The paper "An Information-Theoretic Analysis of Thompson Sampling" by Daniel Russo and Benjamin Van Roy provides a rigorous exploration of Thompson sampling through the lens of information theory. Focusing on online optimization problems characterized by partial feedback, the authors examine how decision-makers improve their performance over time by learning from incomplete information. This analysis is not only valuable for understanding Thompson sampling better but also contributes to the broader dialogue on algorithmic efficiency in online decision-making.

The paper's central achievement is establishing regret bounds influenced by the entropy of the optimal-action distribution. These bounds differ from traditional ones because they incorporate both 'hard' and 'soft' knowledge. Hard knowledge involves constraints regarding the possible mappings from actions to distributions, whereas soft knowledge involves the likelihood that these mappings represent reality. By capturing the impact of soft knowledge, the paper introduces a more profound understanding of how prior information shapes decision-making.

Methodological Approach

At the heart of this analysis is the introduction of the 'information ratio', a metric that reflects the interplay between expected regret and information gain. This ratio quantifies Thompson sampling's efficacy, asserting that significant regret is anticipated only if there is a commensurate acquisition of information about the optimal action. The pivotal insight here is that Thompson sampling inherently balances exploration and exploitation by relying on the entropy of potential outcomes.

The authors provide robust theoretical backing through their derivation of regret bounds, emphasizing conditions under which these bounds hold across various problem settings. Key scenarios include classical multi-armed bandits with independent arms, linear bandits, and combinatorial action sets with semi-bandit feedback structures. An important aspect of their presentation is the detailed examination of these bounds in settings like full-information problems versus those with restricted feedback (bandit problems), underscoring Thompson sampling's versatility and efficacy.

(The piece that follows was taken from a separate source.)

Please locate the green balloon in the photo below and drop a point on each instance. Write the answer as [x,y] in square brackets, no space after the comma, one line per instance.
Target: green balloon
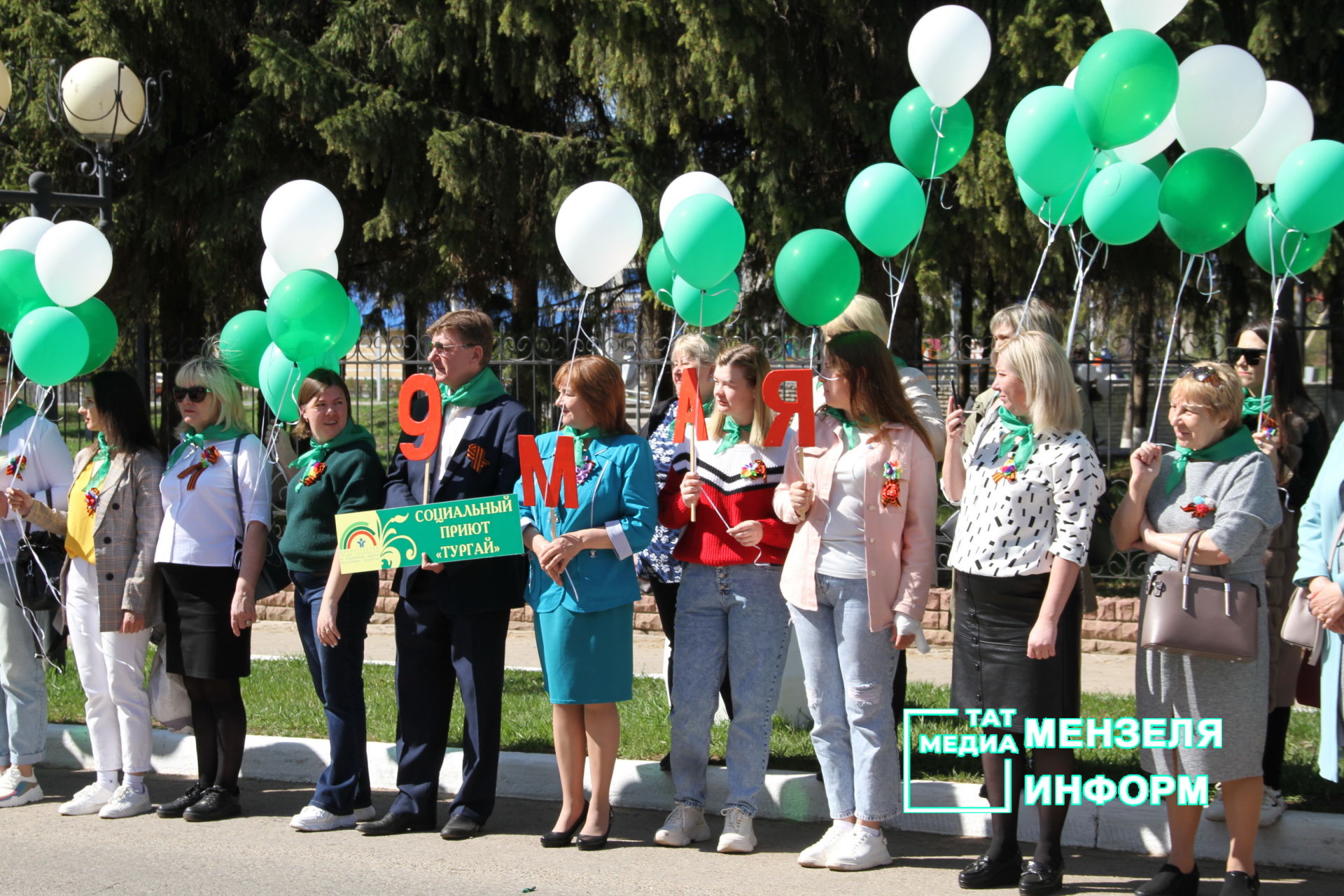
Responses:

Numerical Insights and Implications

The paper posits that Thompson sampling achieves performance commensurate with the information-theoretic complexity of the problem space. Specifically, the derived regret bounds, scaling with parameters like the number of arms or dimensionality of linear models, represent a refinement over conventional regret bounds. One critical contribution is articulating how entropy captures the quality of prior knowledge, which predicts performance with greater granularity.

Such findings bear significant implications. Practically, decision-makers benefit by understanding that algorithms like Thompson sampling effectively leverage extensive prior knowledge to optimize long-term performance. Theoretically, this work catalyzes further exploration into more advanced exploration-exploitation algorithms, potentially leading to improved algorithmic strategies beyond the scope of Thompson sampling.

Future Directions

The work serves as a template for employing information-theoretic methods to a range of online optimization algorithms, thus opening avenues for future research. Exploring extensions to infinite action spaces or developing algorithms that can offer tighter worst-case guarantees in multidimensional contexts are promising next steps. Furthermore, understanding how these insights might translate to varying domains such as healthcare, finance, and adaptive systems can be a fertile ground for applying the authors' theoretical contributions.

In summary, Russo and Van Roy's paper enriches the theoretical foundation of Thompson sampling, equipping researchers and practitioners with refined tools to evaluate and enhance decision-making processes under uncertainty. It invites a deeper reflection on how algorithms interact with the informational structure of problems, fostering continuous improvements in the design and analysis of learning algorithms.